La crise n’est pas finie
Si Trump l’emporte en novembre, nous pouvons nous attendre à des attaques virulentes contre les immigrés et les personnes LGBQI+, à une tentative d’interdiction de l’avortement à l’échelle nationale, à un encouragement de la misogynie et du racisme des nationalistes chrétien·nes blanc·hes, à des attaques contre les syndicats et les droits de vote des minorités, à la suppression de la sécurité des travailleurs et des protections environnementales, et à une augmentation de l’exploration des combustibles fossiles.

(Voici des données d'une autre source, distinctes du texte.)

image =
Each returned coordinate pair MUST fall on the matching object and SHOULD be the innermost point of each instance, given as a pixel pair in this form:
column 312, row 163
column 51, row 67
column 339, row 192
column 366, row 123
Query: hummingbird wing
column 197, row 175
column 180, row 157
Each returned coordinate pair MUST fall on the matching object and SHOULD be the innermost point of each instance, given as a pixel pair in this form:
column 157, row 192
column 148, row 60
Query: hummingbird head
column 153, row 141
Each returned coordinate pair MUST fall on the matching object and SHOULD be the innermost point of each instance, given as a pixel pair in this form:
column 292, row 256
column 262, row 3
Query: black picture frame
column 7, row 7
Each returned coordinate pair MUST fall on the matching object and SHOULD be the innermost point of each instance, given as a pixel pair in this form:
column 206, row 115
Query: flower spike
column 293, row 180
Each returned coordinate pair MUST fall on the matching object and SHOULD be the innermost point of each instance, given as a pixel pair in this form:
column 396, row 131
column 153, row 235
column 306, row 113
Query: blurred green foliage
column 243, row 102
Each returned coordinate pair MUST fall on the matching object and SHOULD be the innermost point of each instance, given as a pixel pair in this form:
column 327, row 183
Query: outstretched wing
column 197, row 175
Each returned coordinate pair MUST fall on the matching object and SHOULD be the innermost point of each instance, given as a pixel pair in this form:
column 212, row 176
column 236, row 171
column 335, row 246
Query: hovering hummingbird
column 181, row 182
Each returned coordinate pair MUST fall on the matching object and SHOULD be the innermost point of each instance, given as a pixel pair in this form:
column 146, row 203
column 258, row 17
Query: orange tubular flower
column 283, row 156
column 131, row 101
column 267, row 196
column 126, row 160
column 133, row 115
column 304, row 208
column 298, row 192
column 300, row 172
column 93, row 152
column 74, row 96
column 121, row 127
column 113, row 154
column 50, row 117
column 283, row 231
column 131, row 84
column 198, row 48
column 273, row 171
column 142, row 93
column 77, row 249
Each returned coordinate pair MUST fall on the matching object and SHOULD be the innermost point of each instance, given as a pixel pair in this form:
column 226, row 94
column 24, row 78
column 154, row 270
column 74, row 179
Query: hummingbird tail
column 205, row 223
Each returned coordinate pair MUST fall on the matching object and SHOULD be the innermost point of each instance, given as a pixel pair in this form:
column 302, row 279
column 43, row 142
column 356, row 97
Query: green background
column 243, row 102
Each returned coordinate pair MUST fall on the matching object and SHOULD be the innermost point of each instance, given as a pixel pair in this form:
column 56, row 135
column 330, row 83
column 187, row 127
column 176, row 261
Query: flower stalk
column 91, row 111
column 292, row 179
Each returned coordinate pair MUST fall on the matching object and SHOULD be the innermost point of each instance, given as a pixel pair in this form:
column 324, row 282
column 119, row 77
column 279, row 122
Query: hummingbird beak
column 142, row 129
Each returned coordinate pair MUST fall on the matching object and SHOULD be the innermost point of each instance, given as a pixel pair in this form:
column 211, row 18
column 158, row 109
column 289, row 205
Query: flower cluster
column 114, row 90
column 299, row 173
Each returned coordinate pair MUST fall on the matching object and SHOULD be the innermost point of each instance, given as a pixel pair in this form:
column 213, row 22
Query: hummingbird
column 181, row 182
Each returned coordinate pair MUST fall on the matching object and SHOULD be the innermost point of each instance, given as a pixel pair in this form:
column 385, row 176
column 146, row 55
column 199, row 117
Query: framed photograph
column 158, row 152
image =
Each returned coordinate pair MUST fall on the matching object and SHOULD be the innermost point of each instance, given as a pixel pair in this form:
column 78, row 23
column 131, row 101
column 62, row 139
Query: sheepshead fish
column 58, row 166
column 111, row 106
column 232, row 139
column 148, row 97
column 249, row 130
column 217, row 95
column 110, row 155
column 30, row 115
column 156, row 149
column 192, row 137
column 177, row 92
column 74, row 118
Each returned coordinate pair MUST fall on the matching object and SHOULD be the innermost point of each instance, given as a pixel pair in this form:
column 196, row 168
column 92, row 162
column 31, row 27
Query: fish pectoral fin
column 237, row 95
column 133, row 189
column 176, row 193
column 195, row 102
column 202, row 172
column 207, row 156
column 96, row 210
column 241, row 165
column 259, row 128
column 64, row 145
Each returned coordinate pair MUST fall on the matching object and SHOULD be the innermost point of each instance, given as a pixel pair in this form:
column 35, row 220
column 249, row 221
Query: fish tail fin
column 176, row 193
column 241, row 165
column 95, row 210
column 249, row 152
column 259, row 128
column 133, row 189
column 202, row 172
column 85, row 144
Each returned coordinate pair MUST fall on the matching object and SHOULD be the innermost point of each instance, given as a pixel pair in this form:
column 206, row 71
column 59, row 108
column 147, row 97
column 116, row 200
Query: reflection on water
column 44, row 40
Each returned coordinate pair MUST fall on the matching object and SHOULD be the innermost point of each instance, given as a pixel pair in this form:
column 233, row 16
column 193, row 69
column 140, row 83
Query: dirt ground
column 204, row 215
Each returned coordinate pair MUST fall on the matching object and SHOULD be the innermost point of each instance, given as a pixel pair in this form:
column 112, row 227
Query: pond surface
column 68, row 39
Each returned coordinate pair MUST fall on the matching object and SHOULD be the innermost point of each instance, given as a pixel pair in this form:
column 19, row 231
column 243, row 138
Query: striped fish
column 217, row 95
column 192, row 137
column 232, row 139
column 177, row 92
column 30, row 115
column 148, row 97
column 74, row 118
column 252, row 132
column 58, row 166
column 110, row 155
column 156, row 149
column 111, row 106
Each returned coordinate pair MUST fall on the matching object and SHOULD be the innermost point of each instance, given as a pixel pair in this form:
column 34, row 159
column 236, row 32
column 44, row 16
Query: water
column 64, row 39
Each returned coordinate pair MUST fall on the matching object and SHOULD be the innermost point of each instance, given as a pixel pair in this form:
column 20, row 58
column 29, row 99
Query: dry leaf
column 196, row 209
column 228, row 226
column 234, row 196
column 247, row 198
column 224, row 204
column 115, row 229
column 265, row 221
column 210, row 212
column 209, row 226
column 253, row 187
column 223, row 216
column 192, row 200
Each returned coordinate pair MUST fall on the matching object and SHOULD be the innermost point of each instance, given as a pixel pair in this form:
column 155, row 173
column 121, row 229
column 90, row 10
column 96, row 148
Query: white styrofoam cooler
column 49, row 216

Le Projet 2025, préparé par le «groupe de réflexion» de droite Heritage Foundation et des dizaines d’ancien·nes collaborateur·ices de Trump pendant sa présidence est une liste de courses rassemblant toutes sortes de propositions réactionnaires.
La gauche pourra pousser un soupir de soulagement si Harris bat Trump, mais il restera le soutien des États-Unis à Israël, une grave crise du logement, d’énormes inégalités sociales et la tâche historique de construire un mouvement politique de masse de la classe ouvrière et un parti indépendant des partis des classes dominantes.
Kay Mann
Version abrégée d’un article publié sur le site Inprecor. Coupes de la rédaction.